Little Spoon - Organic baby food, delivered.

In most ways, the Little Spoon service is similar to other subscription meal delivery providers. Choices range from one meal per day at $4.99 per meal through a three-a-day plan at $3.99 per. Customization includes selecting a child’s preferences such as flavor and texture. The company currently is accepting customer invites, with no start date set for delivery.

Even though the landscape is riddled with failures, Little Spoon is not alone in sensing opportunity in the baby food space. Thistle already is in market with traditional meal kits but has expanded to include Thistle Baby--prepackaged baby food meal kits. The difference for this San Francisco Company is that the meals are plant based and come flash frozen to customers in California and Nevada. Also a subscription service, the meals currently cost $2.15/each or $45 per box, including free local or overnight delivery. Each box includes enough food for 21 meals or one week’s worth of food.

Similar to Little Spoon, Chicago’s Nurture Life uses a process called MAP (modified atmospheric packaging) which allows food to stay cold and fresh without freezing.  The company says it sources locally whenever possible and also emphasizes organic ingredients. Nurture Life states that it uses a team of chefs skilled in appealing and customizing meals to meet a wide variety of young diets. The subscription plans offer food for babies up through 18-year-olds. An eight-meal-a-week plan for a baby is $45, while a 14-week plan clocks in at $75.

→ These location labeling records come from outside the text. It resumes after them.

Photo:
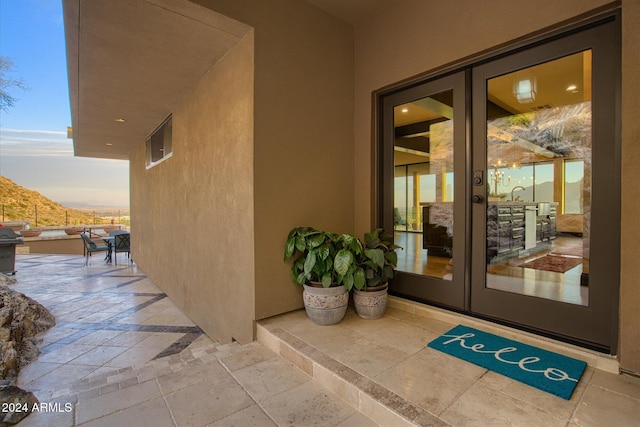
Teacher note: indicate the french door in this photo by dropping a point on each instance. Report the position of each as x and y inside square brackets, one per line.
[501, 182]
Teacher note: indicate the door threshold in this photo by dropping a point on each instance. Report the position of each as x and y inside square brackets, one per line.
[604, 362]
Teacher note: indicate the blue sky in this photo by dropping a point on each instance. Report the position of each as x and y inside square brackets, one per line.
[34, 149]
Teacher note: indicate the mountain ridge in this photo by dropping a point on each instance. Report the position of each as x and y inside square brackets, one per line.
[22, 204]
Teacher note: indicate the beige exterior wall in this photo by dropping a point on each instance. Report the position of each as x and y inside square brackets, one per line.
[630, 225]
[303, 147]
[60, 245]
[238, 182]
[411, 38]
[193, 225]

Then there is Raised Real, a startup by Orange Chef cofounder Santiago Merea (see our interview with Merea here). Raised Real, which offers subscription meal kits with raw ingredients, has its own baby food machine called the Meal Maker that steams, blends and purees the raw ingredients into finished baby food. The Meal Maker comes complimentary with a biweekly or monthly subscription plan or can be purchased for $99. A monthly plan runs $180, or $4.50 per meal.